Neither the boy nor his father, an itinerant war veteran with a penchant for gambling, is in a position to buy or lease the ranch. So one day John Grady saddles up his favorite horse and, accompanied by a like-minded friend named Lacey Rawlins, sets out from San Angelo to cross the border into Mexico, looking for ranch work.
In Mr. McCarthy's cosmos, the line dividing Texas and Mexico is more spiritual than geographical; it seems to separate the 20th century from the 19th. The land below San Angelo is wilder, the roads tougher, and the people more intimate with the land. The narrative slowly begins to shift gears, tilting John Grady and Rawlins out of their more or less civilized environment into a place closer to the state of nature. This place, for lack of a better name, might be called McCarthy country.
Shortly before they reach the Rio Grande, the boys meet up with Jimmy Blevins, a 13-year-old runaway; to their chagrin, Blevins follows John Grady and Rawlins into Mexico. Mr. McCarthy gives Blevins a nervous trigger finger and a tremendous fear of lightning that will prove nearly lethal to John Grady before the end of the novel. Blevins loses his horse during a storm and they find it in a mud house in the Mexican village of Encantada. Here Blevins parts company with the boys.
John Grady and Rawlins arrive at La Purisima, a large spread where they are taken on after demonstrating their considerable skills at roping cattle and breaking wild horses. Eventually John Grady -- who, in one of the book's most entrancing sequences, oversees the breaking of 16 horses in four days -- is taken under the wing of the ranch owner, Don Hector. He also falls for Don Hector's city-educated daughter, Alejandra, which earns him the distaste of Alfonsa, her protective great-aunt.
But soon John Grady and Rawlins are ejected from this paradise by the Mexican police and taken to a holding cell at Encantada, where they find themselves accused of abetting Jimmy Blevins in a murderous attempt to take back his horse. In order to work himself and his friend out of this predicament, John Grady will find himself driven by elemental emotions, acting in ways less civilized than he might have thought himself capable.

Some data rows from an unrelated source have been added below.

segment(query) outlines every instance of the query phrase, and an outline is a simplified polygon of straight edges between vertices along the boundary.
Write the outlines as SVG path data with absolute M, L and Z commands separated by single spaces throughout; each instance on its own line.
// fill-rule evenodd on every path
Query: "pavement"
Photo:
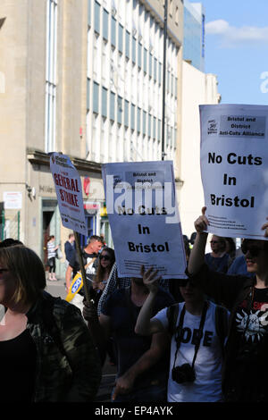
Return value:
M 47 273 L 46 273 L 47 275 Z M 60 297 L 63 299 L 66 298 L 65 279 L 58 279 L 57 281 L 50 281 L 46 278 L 46 291 L 52 296 Z M 109 357 L 106 357 L 103 366 L 102 381 L 96 398 L 96 402 L 111 402 L 111 393 L 116 376 L 116 366 L 111 365 Z

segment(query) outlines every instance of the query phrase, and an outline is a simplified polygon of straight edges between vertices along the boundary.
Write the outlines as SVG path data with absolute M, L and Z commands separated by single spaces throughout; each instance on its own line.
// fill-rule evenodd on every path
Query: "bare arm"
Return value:
M 72 273 L 72 268 L 71 265 L 68 265 L 66 273 L 65 273 L 65 281 L 66 281 L 66 289 L 69 290 L 70 286 L 71 286 L 71 273 Z
M 207 239 L 206 231 L 209 222 L 205 215 L 206 207 L 202 208 L 202 215 L 195 222 L 195 228 L 197 231 L 197 237 L 191 250 L 188 271 L 189 274 L 196 274 L 198 273 L 205 262 L 205 249 Z
M 143 282 L 149 289 L 150 293 L 138 314 L 135 326 L 135 332 L 136 334 L 140 335 L 152 335 L 155 332 L 164 331 L 164 328 L 159 320 L 151 320 L 154 303 L 158 292 L 159 278 L 156 278 L 157 271 L 153 272 L 152 268 L 145 272 L 144 266 L 142 266 L 140 273 L 143 275 Z

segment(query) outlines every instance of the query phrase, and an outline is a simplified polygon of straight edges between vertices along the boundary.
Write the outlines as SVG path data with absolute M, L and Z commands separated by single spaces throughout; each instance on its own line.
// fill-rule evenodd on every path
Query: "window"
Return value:
M 131 121 L 130 121 L 131 130 L 135 130 L 135 105 L 131 104 Z
M 154 80 L 157 80 L 157 58 L 154 58 Z
M 141 109 L 138 107 L 137 109 L 137 131 L 138 134 L 140 133 L 140 113 L 141 113 Z
M 115 103 L 115 94 L 110 92 L 110 120 L 114 121 L 114 103 Z
M 103 38 L 106 41 L 108 41 L 108 27 L 109 27 L 109 13 L 104 9 L 103 14 Z
M 146 136 L 146 134 L 147 134 L 147 112 L 146 111 L 143 111 L 142 134 L 144 136 Z
M 149 77 L 153 76 L 153 55 L 149 55 Z
M 143 71 L 145 73 L 147 71 L 147 50 L 146 48 L 143 50 Z
M 123 27 L 121 24 L 118 26 L 118 50 L 122 53 L 123 50 Z
M 126 30 L 126 38 L 125 38 L 125 40 L 126 40 L 126 57 L 128 59 L 130 59 L 130 33 Z
M 121 124 L 121 113 L 122 113 L 122 97 L 118 96 L 117 97 L 117 122 Z
M 157 140 L 160 142 L 162 138 L 161 133 L 161 120 L 157 120 Z
M 124 125 L 129 127 L 129 107 L 130 102 L 125 99 L 125 109 L 124 109 Z
M 87 111 L 90 108 L 90 79 L 87 79 Z
M 153 139 L 156 139 L 156 117 L 154 117 L 153 124 Z
M 136 63 L 136 39 L 132 37 L 132 63 Z
M 98 89 L 99 84 L 93 82 L 93 112 L 98 113 Z
M 148 137 L 152 137 L 152 115 L 148 115 Z
M 88 25 L 91 26 L 91 0 L 88 0 Z
M 162 83 L 162 63 L 158 63 L 158 83 L 159 85 Z
M 103 87 L 102 88 L 102 115 L 107 117 L 107 89 Z
M 140 42 L 138 44 L 138 67 L 141 69 L 141 53 L 142 53 L 142 45 Z
M 46 0 L 45 150 L 55 148 L 57 0 Z
M 100 4 L 95 0 L 94 6 L 94 30 L 100 33 Z
M 113 46 L 116 46 L 116 20 L 112 17 L 111 24 L 111 44 Z

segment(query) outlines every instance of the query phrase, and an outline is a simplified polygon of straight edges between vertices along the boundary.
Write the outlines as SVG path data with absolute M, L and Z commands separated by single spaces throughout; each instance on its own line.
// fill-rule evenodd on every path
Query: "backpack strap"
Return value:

Nothing is wasted in a Cormac McCarthy sentence; characters and scenes are sketched with a fierce economy, usually with only a few precise details or a line of pungent dialogue. At the same time, there is a Faulknerian depth and realness to things that is remarkable in contemporary fiction.
Mr. McCarthy's characters also have a religious dimension; they consider the rudimentary questions of God's existence and mercy as if 2,000 years of Christian theology had not preceded them. "You think God looks out for people?" Rawlins asks John Grady, and then answers himself: "I do. Way the world is. Somebody can wake up and sneeze somewhere in Arkansas or some damn place and before you're done there's wars and ruination and all hell. You dont know what's goin to happen. I'd say He's just about got to. I dont believe we'd make it a day otherwise."

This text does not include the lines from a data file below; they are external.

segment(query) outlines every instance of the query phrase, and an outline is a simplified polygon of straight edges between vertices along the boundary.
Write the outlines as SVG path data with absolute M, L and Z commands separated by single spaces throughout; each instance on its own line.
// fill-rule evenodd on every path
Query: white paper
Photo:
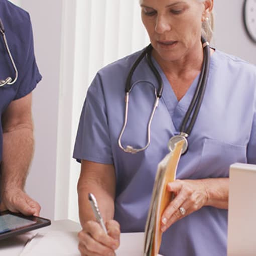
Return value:
M 116 256 L 143 256 L 144 233 L 122 233 Z M 52 231 L 38 233 L 20 256 L 80 256 L 77 232 Z
M 20 256 L 80 256 L 76 232 L 52 231 L 38 233 Z
M 33 231 L 10 238 L 0 240 L 0 255 L 18 256 L 23 249 L 24 244 L 36 234 Z

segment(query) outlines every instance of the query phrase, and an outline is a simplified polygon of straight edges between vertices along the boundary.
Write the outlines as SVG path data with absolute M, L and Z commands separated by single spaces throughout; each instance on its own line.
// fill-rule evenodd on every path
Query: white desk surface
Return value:
M 80 224 L 70 220 L 52 221 L 52 224 L 47 227 L 29 232 L 0 240 L 0 254 L 5 252 L 5 256 L 20 256 L 28 240 L 33 234 L 38 232 L 47 232 L 49 231 L 68 231 L 78 232 L 81 230 Z
M 0 255 L 80 256 L 77 233 L 81 229 L 79 223 L 72 220 L 53 221 L 51 226 L 0 240 Z M 143 243 L 144 233 L 122 233 L 116 255 L 141 255 Z

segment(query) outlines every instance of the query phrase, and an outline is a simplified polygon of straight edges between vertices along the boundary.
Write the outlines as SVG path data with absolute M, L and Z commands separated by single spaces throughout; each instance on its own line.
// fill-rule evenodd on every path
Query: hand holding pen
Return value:
M 95 196 L 89 193 L 88 199 L 96 221 L 87 221 L 78 234 L 81 254 L 114 256 L 114 251 L 119 246 L 119 225 L 113 220 L 106 221 L 105 225 Z M 91 210 L 88 209 L 88 211 L 90 211 Z
M 90 201 L 90 203 L 91 204 L 91 208 L 93 211 L 93 213 L 96 217 L 97 222 L 100 224 L 105 233 L 107 234 L 107 231 L 106 230 L 106 226 L 105 226 L 105 224 L 104 224 L 104 221 L 101 217 L 100 212 L 99 212 L 98 204 L 95 196 L 91 193 L 89 193 L 88 195 L 88 198 Z

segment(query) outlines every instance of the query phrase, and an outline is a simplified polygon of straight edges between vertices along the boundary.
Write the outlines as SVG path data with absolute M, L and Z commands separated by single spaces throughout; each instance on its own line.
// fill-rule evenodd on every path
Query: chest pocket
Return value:
M 246 145 L 205 139 L 196 172 L 207 172 L 209 178 L 227 177 L 230 165 L 235 162 L 247 162 Z

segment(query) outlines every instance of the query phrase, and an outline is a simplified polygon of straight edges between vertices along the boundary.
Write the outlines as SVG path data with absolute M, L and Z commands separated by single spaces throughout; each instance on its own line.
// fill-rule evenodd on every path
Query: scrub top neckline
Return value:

The elderly Alfonsa speaks to John Grady of the same subject, after her own fashion: "Because the question for me was always whether that shape we see in our lives was there from the beginning or whether these random events are only called a pattern after the fact. Because otherwise we are nothing. Do you believe in fate?"
Oddly, although John Grady's fate is played out in gripping detail in the book's final section, the overall effect of the novel is muted, anticlimactic. John Grady has been matured by his ordeal, but we're not exactly sure how. "All the Pretty Horses" is the first volume in a projected trilogy, which probably accounts for this sense of incompleteness. Perhaps Mr. McCarthy's pattern will be revealed as the Border Trilogy progresses; in the meantime, readers should not deny themselves the opportunity to partake of his formidable novelistic talents.
Mr. Vitale is a writer living in Iowa City.